WASHINGTON (Reuters) - Republican presidential candidate Mitt Romney fought back on Friday against Democratic charges he paid no taxes in some years, releasing a letter from his accountants saying he paid an effective federal tax rate of at least 13.6 percent annually over 20 years.
Despite heavy political pressure, Romney stood firm in refusing to make those returns public, but followed through on an earlier promise to release his 2011 return. It showed he paid $1.9 million in taxes on more than $13 million in income - an effective tax rate of 14.1 percent.
Senate Democratic leader Harry Reid and others have questioned whether Romney paid taxes in at least some of those earlier years. President Barack Obama has used Romney’s refusal to release more returns as support for his argument that his challenger is out of touch with the lives of everyday Americans.
Romney, who faces Obama in the November 6 election, earns the majority of his income from investment profits, dividends and interest that is taxed at a lower rate than wage income, which is taxed at a top rate of 35 percent.
The tax release on Friday afternoon, traditionally a time when politicians make public information they hope will not attract heavy news coverage, came after a brutal week for Romney’s presidential campaign.

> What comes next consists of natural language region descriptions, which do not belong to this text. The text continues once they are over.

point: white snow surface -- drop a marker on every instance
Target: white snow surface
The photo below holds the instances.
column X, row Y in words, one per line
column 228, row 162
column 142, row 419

A secretly recorded video was released earlier in the week showing Romney denigrating the 47 percent of Americans who would back Obama “no matter what” as government-dependent victims who pay no taxes. That followed last week’s fumbled response to attacks on U.S. compounds in Libya and Egypt.
Romney, a former governor of Massachusetts, has fallen slightly behind Obama in polls in the White House race, with a series of three high-stakes debates between the two scheduled in October.
Even many of Romney’s Republican allies have suggested he release his earlier returns to end the controversy. Romney released his 2010 return in January, which showed he paid an effective tax rate of 13.9 percent, and had promised to release his 2011 return before the election.
The 2011 return made public on Friday showed Romney donated about $4 million to charity in 2011, amounting to nearly 30 percent of his income.
Romney has refused to release returns from his years as head of Bain Capital, a private equity fund that Democratic critics have charged plundered companies and cut jobs in a quest for profits. Romney has an estimated net worth between $190 million and $250 million.
He has said that issuing full returns from earlier years would just give Democrats “hundreds or thousands of more pages to pick through, distort and lie about.”
The Obama campaign has repeatedly criticized Romney for his refusal, and released an ad earlier in the year questioning the decision and noting Romney’s accounting techniques and tax havens to minimize his tax burden.
The Romney campaign published a statement on Friday from former Internal Revenue Service Commissioner Fred Goldberg, who declared the returns “reflect the complexity of our laws and the types of investment activity that I would anticipate for persons in their circumstances.”
Goldberg said, “In my judgment, they have fully satisfied their responsibilities as taxpayers.”
The letter from accountants PricewaterhouseCoopers said the average of Romney’s annual effective federal personal income tax rate during the 20-year period up to 2009 was 20.2 percent, and he and his wife, Ann, had a charitable deduction rate of 13.45 percent.
The campaign also released a letter from Romney’s doctor noting he was in excellent health, but occasionally needed to use an inhaler to ease an obstruction in his airways.